Outra bela história da temporada é a de Franchesca Kirby. No clube desde 2015, a atacante inglesa descobriu uma pericardite, que é uma doença cardiovascular, em novembro de 2019. Até então, Kirby era uma das principais estrelas do time e teve que ficar de fora tratando de uma doença que poderia até aposentá-la. Depois de nove meses parada, Super Fran voltou aos gramados na final da Community Shield, contra o Manchester City, em agosto de 2020.

Desde então, ela tem 17 gols em 22 partidas. Pela FAWSL são 11 gols, seis assistências e 68% de precisão de passe. Na final da Copa da Inglaterra, foram dois gols e quatro assistências. Com certeza, a Super Fran é uma das jogadoras mais importantes do Chelsea na temporada, já que virou artilheira também na história do clube, com 82 gols.

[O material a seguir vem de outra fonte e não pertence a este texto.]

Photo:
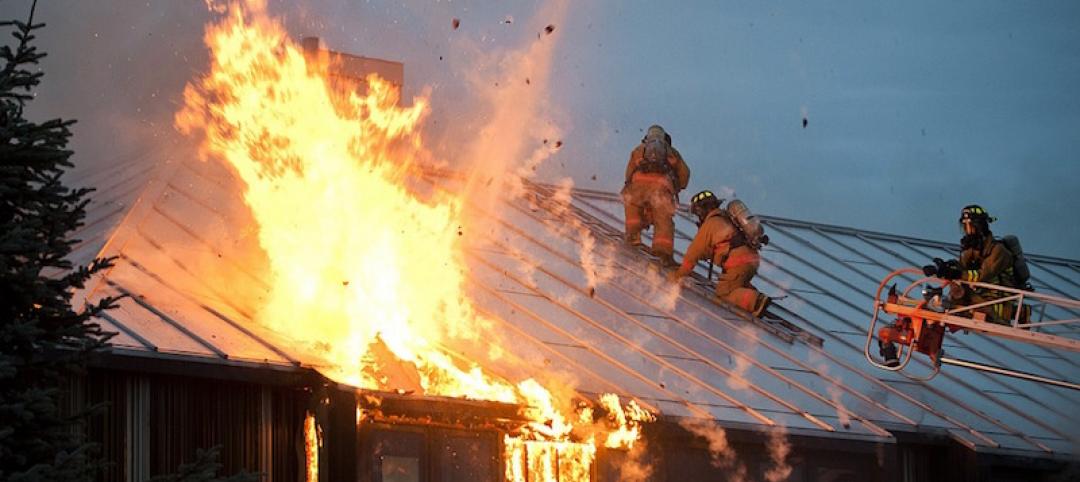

O Chelsea apostou não só em Emma Hayes, Sam Kerr ou Fran Kirby. Apostou na continuação de um trabalho, apostou que o investimento daria frutos no futuro. Apostou em uma categoria que cresce cada vez mais dentro e fora da Inglaterra. E nessa aposta, todo mundo ganha. 

Recorde atrás de recorde

Com certeza, estamos vendo a história do futebol feminino mundial sendo escrita. No caso do Barcelona, o resultado é ainda mais palpável. Na Primera Iberdola, o Campeonato Espanhol feminino, o time comandado por Lluís Cortés ganhou todas as 26 partidas e já é campeão, com cinco rodadas de antecedência. A diferença é ainda mais gritante quando falamos de saldo de gols: além de marcar 128 vezes só no nacional, o time tomou apenas cinco gols. É indiscutível a dominância dentro da Espanha.

Porém, para ela acontecer, o clube acreditou. Não só o clube, mas o país acreditou. Além da dominância culé, a temporada do futebol feminino espanhol foi marcada pelos protestos pela profissionalização do campeonato nacional e por igualdade de direitos. A luta por direitos trabalhistas também deu resultado com a Federação Espanhola, declarando a Primer Iberdrola como uma liga profissional após 32 anos de história. Além de modificar seus estatutos, a mudança assegura às atletas os mesmos direitos que os jogadores do futebol masculino já têm, como boas condições de trabalho e acesso a todos os equipamentos necessários para exercer a profissão. 

A realidade do futebol feminino é bem parecida em vários lugares por conta de sua carga histórica. As lutas são bem parecidas e não importa muito se você é brasileira, espanhola, inglesa ou de qualquer outra nacionalidade. É a luta constante por visibilidade, por igualdade e, principalmente, por respeito. O mundo está mudando e exemplos como Barcelona e Chelsea, que não deixaram de acreditar e investir no futebol feminino, são a resposta disso.